Dataset Examples

CCCC(O)(CO)CC1CC1CN)Dataset Subsets
| Subset | Size | Description |
|---|---|---|
| C/N/O Set | ~910.1M | Molecules containing up to 13 atoms of Carbon, Nitrogen, and Oxygen. |
| Cl/S Set | ~67.4M | Molecules containing up to 13 atoms, adding Sulfur (aromatic heterocycles, sulfones, sulfonamides, thioureas) and Chlorine (aromatic substituents). |
Related Datasets
| Dataset | Relationship | Link |
|---|---|---|
| GDB-11 | Predecessor | Notes |
| GDB-17 | Successor | Notes |
Key Contribution
The creation and release of the 977.4 million-compound GDB-13, a significant expansion in molecular size (up to 13 atoms) and elemental diversity (including S and Cl) made possible by key algorithmic optimizations that significantly accelerated the enumeration process.
Overview
GDB-13 extends the systematic enumeration of drug-like chemical space to molecules containing up to 13 atoms of Carbon, Nitrogen, Oxygen, Sulfur, and Chlorine. Building on the methodology established in GDB-11, this database represents a 37-fold increase in size while maintaining 100% Lipinski compliance for virtual screening applications. The enumeration results in a vast array of cyclic topologies, where 54% of the database comprises molecules with at least one three- or four-membered ring.
Strengths
- Systematic coverage of structures with up to 13 atoms
- High drug-likeness: 100% Lipinski compliance and 99.5% Vieth compliance
- High proportion of leadlike (98.9%) and fragmentlike (45.1%) molecules
- Structural novelty providing fragments absent from established databases like ZINC, ACX, and PubChem
Limitations
- Limited to small molecules with up to 13 atoms of C, N, O, S, and Cl
- Omits 66.2% of known chemical space up to 13 atoms found in external databases
- Excludes specific nonenumerated elements (F, Br, I, P, Si, metals) and functional groups (chlorine on nonaromatic carbons, mercaptans, sulfoxides, enamines, allenes)

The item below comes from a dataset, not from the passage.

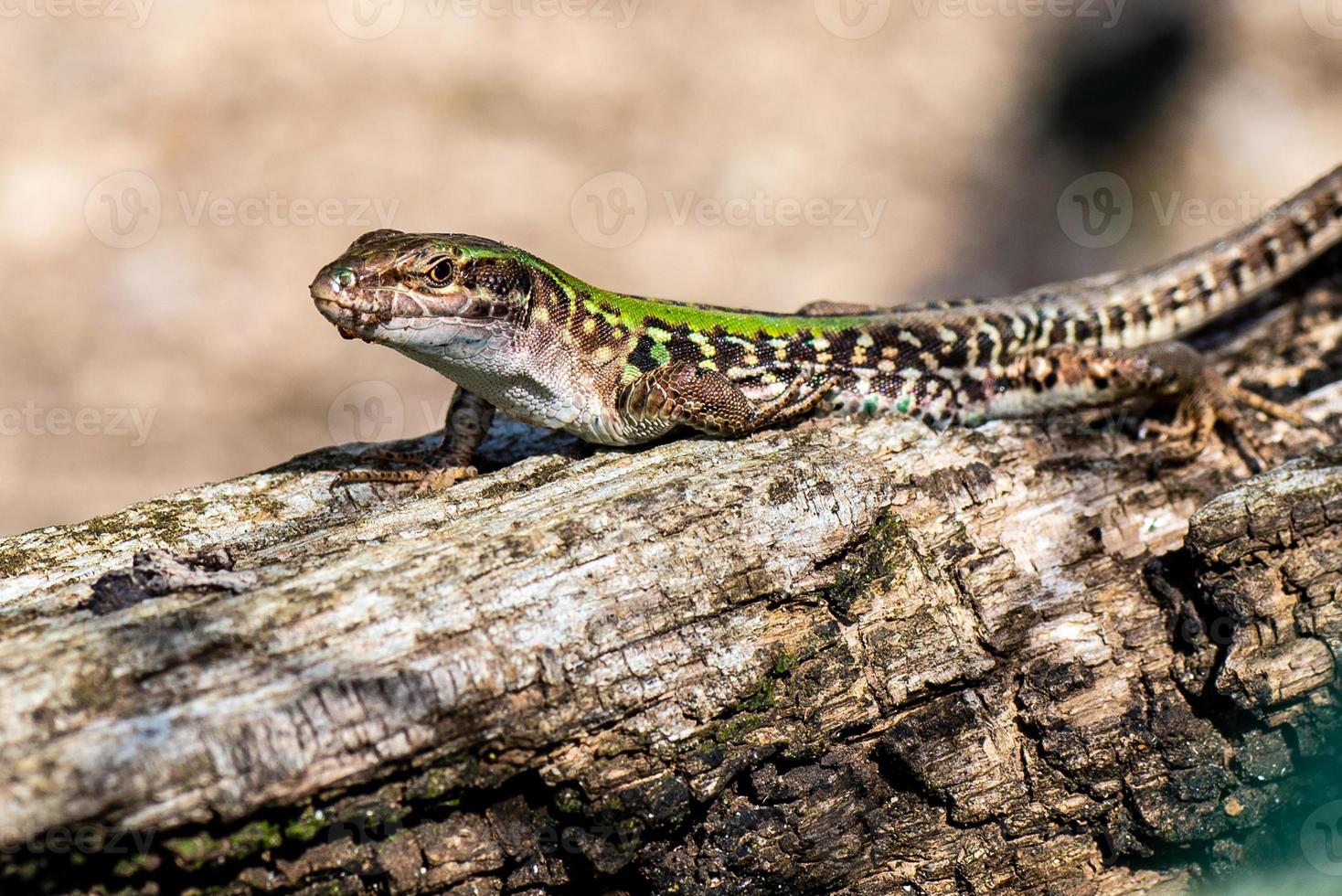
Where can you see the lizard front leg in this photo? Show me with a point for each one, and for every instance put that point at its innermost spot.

- Excludes highly strained molecules and highly polar combinations
- Consists entirely of computer-generated structures pending experimental validation
Technical Notes
Algorithmic Approach
Type: Rule-Based Combinatorial Graph Enumeration
This approach relies on combinatorial enumeration. It utilizes a rule-based graph generation algorithm (GENG) paired with chemical stability filters to construct the dataset.
Process:
- Start with mathematical graphs representing saturated hydrocarbons up to 13 nodes using GENG (non-planar graphs discarded)

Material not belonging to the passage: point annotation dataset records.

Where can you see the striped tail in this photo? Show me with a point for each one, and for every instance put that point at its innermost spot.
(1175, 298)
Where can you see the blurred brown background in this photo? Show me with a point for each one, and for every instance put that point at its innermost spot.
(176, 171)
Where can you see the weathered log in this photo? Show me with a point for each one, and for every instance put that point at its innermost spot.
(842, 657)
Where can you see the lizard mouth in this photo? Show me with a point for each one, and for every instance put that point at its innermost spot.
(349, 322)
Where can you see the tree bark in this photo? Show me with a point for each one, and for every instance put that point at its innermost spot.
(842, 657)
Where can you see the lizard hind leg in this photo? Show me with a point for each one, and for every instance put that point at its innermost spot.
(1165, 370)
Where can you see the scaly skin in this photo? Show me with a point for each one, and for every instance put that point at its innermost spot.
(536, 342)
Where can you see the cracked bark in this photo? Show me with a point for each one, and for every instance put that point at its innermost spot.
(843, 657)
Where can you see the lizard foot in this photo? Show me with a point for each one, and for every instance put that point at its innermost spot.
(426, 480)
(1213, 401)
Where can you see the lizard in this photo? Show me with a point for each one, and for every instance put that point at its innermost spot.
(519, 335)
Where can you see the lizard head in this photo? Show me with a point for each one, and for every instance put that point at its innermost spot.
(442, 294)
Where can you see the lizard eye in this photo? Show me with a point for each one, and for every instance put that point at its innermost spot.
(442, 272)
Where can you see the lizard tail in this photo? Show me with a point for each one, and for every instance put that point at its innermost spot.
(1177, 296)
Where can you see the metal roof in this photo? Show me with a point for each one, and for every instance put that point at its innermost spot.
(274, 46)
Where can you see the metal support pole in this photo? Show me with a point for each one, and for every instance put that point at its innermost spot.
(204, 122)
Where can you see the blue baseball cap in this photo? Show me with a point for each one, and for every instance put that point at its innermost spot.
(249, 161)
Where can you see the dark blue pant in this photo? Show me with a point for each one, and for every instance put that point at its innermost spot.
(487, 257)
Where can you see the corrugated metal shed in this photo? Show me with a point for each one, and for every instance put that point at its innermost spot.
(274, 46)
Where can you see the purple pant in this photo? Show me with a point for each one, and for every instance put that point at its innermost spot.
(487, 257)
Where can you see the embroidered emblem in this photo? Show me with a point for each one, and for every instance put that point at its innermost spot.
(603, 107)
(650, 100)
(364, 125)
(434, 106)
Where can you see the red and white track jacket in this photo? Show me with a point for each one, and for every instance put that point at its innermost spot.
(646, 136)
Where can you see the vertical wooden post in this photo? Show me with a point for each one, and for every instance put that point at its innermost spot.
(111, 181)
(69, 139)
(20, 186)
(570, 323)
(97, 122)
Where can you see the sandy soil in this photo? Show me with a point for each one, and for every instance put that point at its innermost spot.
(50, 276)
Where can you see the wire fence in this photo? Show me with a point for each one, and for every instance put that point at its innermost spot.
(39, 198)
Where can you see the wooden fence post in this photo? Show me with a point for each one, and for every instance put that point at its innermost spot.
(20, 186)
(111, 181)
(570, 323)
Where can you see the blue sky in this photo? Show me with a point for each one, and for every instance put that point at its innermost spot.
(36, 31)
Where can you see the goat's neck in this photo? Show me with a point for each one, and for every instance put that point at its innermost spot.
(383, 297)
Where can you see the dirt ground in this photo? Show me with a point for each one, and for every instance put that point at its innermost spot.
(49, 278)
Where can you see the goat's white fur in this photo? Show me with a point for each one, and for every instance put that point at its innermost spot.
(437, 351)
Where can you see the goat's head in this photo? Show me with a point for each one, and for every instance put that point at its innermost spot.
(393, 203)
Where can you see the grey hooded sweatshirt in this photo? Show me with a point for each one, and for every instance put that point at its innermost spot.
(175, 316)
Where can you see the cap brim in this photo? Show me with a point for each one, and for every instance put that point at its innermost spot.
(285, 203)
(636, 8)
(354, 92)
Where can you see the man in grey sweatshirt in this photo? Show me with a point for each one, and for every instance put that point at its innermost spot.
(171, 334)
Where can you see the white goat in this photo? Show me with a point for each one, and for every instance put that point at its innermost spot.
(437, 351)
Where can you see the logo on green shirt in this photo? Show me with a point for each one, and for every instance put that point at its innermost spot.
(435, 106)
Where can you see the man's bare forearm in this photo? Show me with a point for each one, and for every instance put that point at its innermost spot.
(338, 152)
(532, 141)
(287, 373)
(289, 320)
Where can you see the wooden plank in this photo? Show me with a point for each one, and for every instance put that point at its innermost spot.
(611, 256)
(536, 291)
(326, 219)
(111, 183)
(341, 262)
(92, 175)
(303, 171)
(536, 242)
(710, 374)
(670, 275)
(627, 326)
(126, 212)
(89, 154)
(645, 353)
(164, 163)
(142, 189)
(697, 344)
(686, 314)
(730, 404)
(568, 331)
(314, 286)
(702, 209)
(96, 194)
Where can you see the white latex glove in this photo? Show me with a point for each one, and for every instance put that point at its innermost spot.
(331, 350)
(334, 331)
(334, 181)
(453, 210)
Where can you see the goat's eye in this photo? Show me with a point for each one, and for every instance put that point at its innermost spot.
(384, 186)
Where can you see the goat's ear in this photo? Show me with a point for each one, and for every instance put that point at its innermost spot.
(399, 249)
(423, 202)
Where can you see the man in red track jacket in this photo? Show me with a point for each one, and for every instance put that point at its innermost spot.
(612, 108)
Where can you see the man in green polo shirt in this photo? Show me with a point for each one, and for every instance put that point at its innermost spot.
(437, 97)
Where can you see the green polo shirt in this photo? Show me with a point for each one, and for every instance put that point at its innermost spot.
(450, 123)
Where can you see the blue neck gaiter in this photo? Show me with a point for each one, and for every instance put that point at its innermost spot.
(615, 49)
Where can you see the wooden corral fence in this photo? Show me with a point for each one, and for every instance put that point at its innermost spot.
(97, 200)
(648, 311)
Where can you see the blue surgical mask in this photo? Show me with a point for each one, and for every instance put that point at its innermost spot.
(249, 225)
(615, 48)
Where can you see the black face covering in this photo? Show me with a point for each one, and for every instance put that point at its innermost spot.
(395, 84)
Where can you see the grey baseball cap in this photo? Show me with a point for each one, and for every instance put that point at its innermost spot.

- Apply topological filters to remove highly strained small ring systems (e.g., fused cyclopropanes and bridgehead 3/4-membered rings)
- Generate 3D structures via CORINA or ChemAxon to apply a 3D volume-based strain filter. The local strain of a tetravalent carbon is estimated by the volume $V$ of the tetrahedron formed by extending a $1 \text{ \AA}$ line along its four single bonds. Hydrocarbons with planar or pyramidal carbon centers are discarded if: $$ V < 0.345 \text{ \AA}^3 $$
- Introduce unsaturations and heteroatoms through systematic substitution
- Apply chemical rule filters and element-ratio heuristics to ensure stability and drug-likeness
- Apply post-processing algorithms to introduce nitro groups, nitriles, aromatic chlorines, thiophenes, sulfonamides, and thioureas
Key Optimization: Replaced computationally expensive MM2 minimization (used in GDB-11) with a fast geometry-based estimation of strained polycyclic ring systems, combined with fast “element-ratio” filters. This achieved a 6.4-fold speedup in structure validation early in the pipeline.
Differences from GDB-11
- Element Selection: Fluorine removed from allowed elements; sulfur and chlorine added for higher drug relevance (e.g., thiophenes, sulfonamides).

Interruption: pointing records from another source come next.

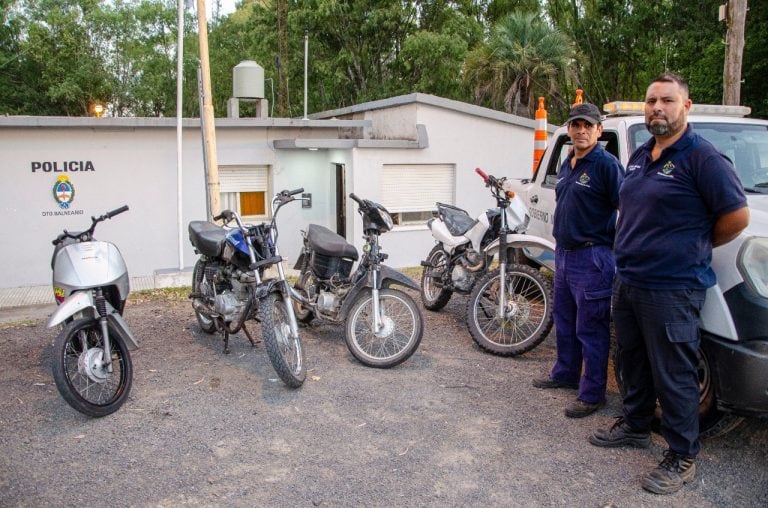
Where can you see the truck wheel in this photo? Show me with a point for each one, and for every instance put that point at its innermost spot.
(712, 421)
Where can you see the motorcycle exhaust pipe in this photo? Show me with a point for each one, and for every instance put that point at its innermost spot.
(204, 308)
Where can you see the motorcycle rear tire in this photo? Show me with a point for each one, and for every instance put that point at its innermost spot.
(432, 297)
(403, 329)
(285, 352)
(528, 319)
(207, 324)
(86, 387)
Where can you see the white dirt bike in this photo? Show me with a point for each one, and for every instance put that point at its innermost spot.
(510, 307)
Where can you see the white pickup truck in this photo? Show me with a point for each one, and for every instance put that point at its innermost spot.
(733, 371)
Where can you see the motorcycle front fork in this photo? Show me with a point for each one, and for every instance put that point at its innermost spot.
(287, 290)
(101, 308)
(378, 322)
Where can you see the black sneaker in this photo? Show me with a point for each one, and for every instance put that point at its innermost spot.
(579, 409)
(671, 474)
(620, 434)
(549, 383)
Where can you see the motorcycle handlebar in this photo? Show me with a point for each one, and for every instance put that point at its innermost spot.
(116, 211)
(225, 214)
(482, 174)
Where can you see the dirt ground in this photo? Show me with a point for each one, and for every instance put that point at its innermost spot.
(452, 426)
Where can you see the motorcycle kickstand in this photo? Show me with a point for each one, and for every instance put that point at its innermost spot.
(226, 342)
(248, 334)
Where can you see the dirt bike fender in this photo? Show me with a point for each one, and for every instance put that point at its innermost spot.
(388, 277)
(518, 241)
(76, 303)
(299, 262)
(119, 324)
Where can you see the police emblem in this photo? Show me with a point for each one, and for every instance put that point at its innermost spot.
(63, 191)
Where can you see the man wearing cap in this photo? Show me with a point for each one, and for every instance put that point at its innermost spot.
(587, 196)
(680, 198)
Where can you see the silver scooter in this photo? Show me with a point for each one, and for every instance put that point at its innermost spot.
(91, 354)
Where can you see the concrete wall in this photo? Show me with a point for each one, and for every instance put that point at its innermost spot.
(133, 161)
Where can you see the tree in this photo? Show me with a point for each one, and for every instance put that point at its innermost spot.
(524, 57)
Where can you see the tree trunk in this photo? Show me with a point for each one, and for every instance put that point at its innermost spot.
(734, 48)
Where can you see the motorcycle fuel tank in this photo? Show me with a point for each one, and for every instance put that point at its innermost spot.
(90, 264)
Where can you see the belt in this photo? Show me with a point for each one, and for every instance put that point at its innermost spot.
(580, 246)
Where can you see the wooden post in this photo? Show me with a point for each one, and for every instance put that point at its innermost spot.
(207, 119)
(734, 48)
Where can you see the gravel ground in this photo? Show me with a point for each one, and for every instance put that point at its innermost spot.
(452, 426)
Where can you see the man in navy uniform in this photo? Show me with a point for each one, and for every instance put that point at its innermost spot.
(587, 195)
(680, 198)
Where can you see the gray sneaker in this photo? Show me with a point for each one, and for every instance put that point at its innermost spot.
(620, 434)
(671, 474)
(547, 383)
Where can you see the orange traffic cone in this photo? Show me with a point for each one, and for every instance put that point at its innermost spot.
(540, 134)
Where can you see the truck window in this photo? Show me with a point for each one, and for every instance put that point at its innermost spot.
(563, 146)
(746, 145)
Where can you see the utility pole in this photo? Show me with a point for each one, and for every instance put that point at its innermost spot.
(207, 118)
(735, 21)
(282, 58)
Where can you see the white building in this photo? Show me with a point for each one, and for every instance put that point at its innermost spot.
(406, 152)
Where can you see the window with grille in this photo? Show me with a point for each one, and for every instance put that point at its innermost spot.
(244, 189)
(410, 191)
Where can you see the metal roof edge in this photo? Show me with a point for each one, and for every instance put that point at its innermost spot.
(170, 122)
(431, 100)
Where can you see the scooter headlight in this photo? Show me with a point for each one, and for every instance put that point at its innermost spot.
(753, 264)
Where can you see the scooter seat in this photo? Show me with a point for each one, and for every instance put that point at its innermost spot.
(328, 243)
(456, 220)
(207, 238)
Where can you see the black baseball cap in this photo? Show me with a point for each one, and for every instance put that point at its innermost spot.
(585, 111)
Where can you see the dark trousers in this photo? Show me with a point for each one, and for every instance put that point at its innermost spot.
(582, 296)
(657, 334)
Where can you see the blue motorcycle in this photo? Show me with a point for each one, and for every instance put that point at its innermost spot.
(229, 286)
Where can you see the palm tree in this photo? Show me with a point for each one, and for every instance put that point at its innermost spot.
(523, 57)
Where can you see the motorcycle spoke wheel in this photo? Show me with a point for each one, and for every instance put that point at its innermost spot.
(81, 375)
(433, 295)
(285, 352)
(526, 319)
(200, 285)
(399, 336)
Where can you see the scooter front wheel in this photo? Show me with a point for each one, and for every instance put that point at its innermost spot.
(398, 337)
(82, 375)
(524, 321)
(285, 352)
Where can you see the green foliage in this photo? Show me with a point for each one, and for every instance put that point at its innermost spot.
(59, 56)
(524, 58)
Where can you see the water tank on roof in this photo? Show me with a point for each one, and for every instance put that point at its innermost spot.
(248, 80)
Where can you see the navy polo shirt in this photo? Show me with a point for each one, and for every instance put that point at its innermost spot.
(668, 209)
(586, 199)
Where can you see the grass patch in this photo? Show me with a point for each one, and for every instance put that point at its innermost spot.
(179, 294)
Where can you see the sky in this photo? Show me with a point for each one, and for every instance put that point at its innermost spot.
(227, 7)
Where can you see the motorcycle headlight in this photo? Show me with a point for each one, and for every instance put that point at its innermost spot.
(753, 264)
(382, 218)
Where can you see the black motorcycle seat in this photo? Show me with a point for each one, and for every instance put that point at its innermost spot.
(207, 238)
(328, 243)
(456, 220)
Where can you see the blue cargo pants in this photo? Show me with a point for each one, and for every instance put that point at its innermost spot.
(582, 306)
(657, 340)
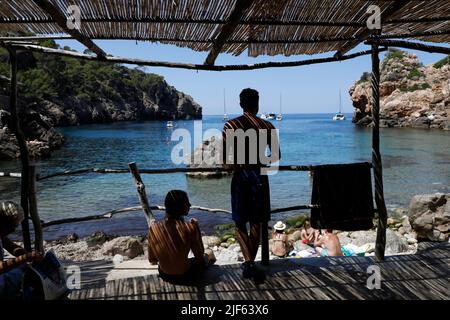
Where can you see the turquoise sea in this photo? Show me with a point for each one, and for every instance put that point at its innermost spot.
(415, 161)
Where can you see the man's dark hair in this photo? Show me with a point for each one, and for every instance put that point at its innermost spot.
(249, 99)
(175, 203)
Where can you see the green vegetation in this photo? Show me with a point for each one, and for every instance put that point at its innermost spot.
(49, 76)
(365, 77)
(224, 231)
(442, 62)
(416, 87)
(414, 73)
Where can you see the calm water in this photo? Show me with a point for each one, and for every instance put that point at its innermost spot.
(415, 161)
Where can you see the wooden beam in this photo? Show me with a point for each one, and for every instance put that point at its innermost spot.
(376, 156)
(185, 65)
(228, 29)
(141, 192)
(251, 22)
(26, 40)
(366, 33)
(24, 156)
(411, 45)
(61, 20)
(34, 214)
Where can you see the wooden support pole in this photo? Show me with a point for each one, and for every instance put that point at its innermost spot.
(376, 156)
(365, 33)
(141, 191)
(38, 235)
(265, 243)
(24, 156)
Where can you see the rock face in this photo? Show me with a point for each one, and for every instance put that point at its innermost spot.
(207, 155)
(41, 137)
(124, 246)
(394, 243)
(411, 94)
(429, 215)
(64, 92)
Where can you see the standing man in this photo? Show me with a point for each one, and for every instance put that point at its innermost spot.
(245, 141)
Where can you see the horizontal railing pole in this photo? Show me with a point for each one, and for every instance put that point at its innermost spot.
(110, 214)
(177, 170)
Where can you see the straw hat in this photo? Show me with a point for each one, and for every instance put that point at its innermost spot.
(279, 226)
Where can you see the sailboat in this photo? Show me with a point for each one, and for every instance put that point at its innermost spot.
(279, 116)
(339, 116)
(225, 115)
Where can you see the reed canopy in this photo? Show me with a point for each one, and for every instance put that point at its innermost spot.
(262, 27)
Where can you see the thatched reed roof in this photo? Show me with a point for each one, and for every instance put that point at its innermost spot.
(287, 27)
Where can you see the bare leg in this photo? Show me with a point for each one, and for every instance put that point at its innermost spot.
(244, 241)
(255, 236)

- Optimization Method: MM2-based structure optimization replaced with a much faster, custom geometry-based estimation of local strain (measuring the tetrahedron volume of carbon centers).
- Heuristic Filters: Fast elemental ratio filters added to quickly reject highly polar, unstable combinations early in the pipeline.
Reproducibility Details
Paper & Data Availability
- Paper Access: The original paper is published in the Journal of the American Chemical Society (JACS) and is closed-access/paywalled. No open-access preprint exists on arXiv or ChemRxiv.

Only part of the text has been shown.